Labor Secretary Eugene Scalia cited Trump’s reference to a “blue collar boom” during his State of the Union address early this month.

“Wages are rising and they are rising more quickly for lower-wage workers,” Scalia said. “Compare the top 10% to the lower 10%; we have seen 15% wage growth since this president” for  lower-wage workers.

Joining Scalia on the CPAC stage was Transportation Secretary Elaine Chao, who while serving as President George W. Bush’s labor secretary tapped Scalia for the position of solicitor.

Scalia, son of the late Supreme Court Justice Antonin Scalia,  pointed to the unemployment rate of 3.6%, a 50-year-low. 

He said the unemployment for adult women, at 3.7%, is the lowest in 70 years. 

This wasn’t expected, however. The nonpartisan Congressional Budget Office forecast in 2016 that the unemployment rate would be 4.9% by early 2020. 

“We created 6.6 million new jobs,” Scalia said. “What’s different from the summer of 2016 and now? What’s changed? We got a new president, new policies, new priorities, tax cuts, deregulation, and trade deals.”

Deregulation has been “absolutely central” to job growth, Scalia said. 

“The deregulatory program of this president is the most ambitious, most effective change in regulatory policy since we started doing cost-benefit analysis in the Reagan administration,” Scalia said. 

Chao, also the wife of Senate Majority Leader Mitch McConnell, R-Ky., said the challenge for government departments and regulators is to address “emerging new technology with legitimate concerns about safety, security, and privacy without hampering innovation.”

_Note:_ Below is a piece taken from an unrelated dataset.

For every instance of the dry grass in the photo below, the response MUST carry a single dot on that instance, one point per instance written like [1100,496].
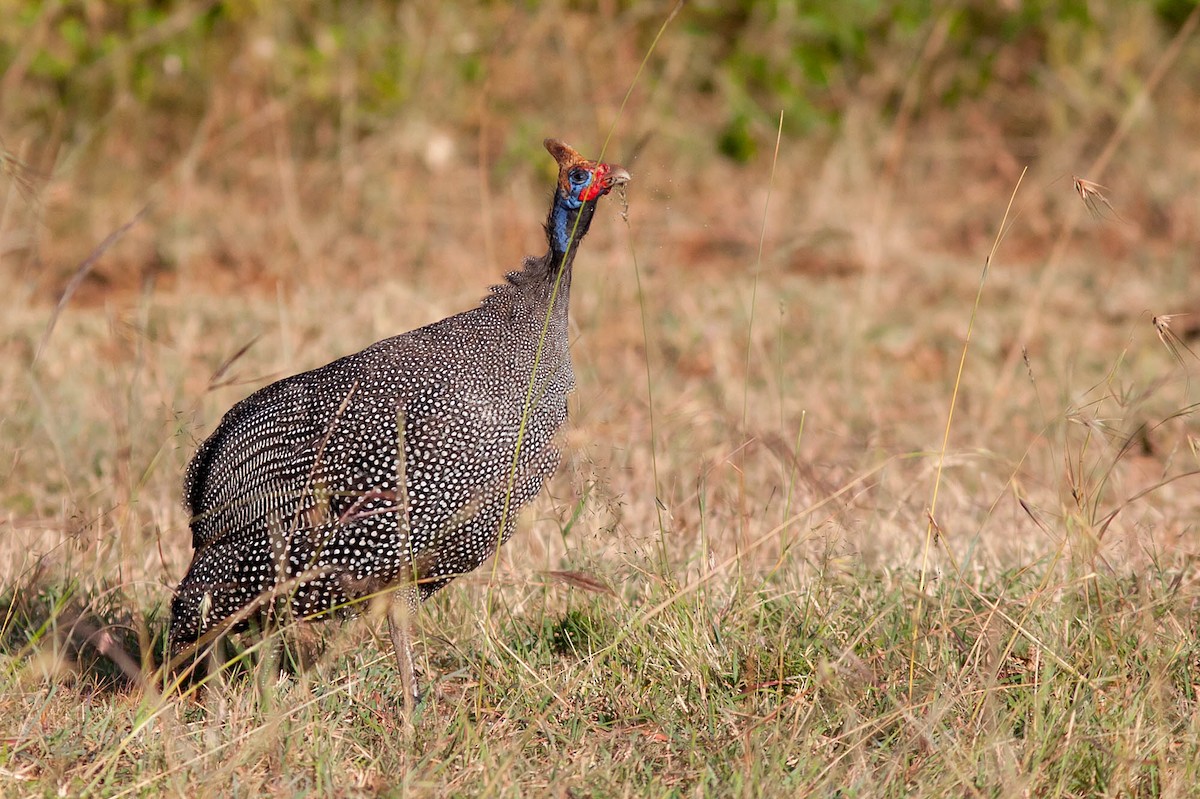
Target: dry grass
[762,522]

“Innovation is a trademark of who we are as Americans,” Chao said, adding:

We are not top-down. We are not command and control. We believe in the wisdom of the American people. We are going to let them decide what cars they want, what innovation they want, not to throw water on innovation. The whole issue about electric vehicles, we are not going to demand that consumers have to [buy] them.

CPAC, the largest annual national gathering of conservative activists, runs Thursday through Saturday at the Gaylord National Resort and Convention Center in National Harbor, Maryland, just outside Washington.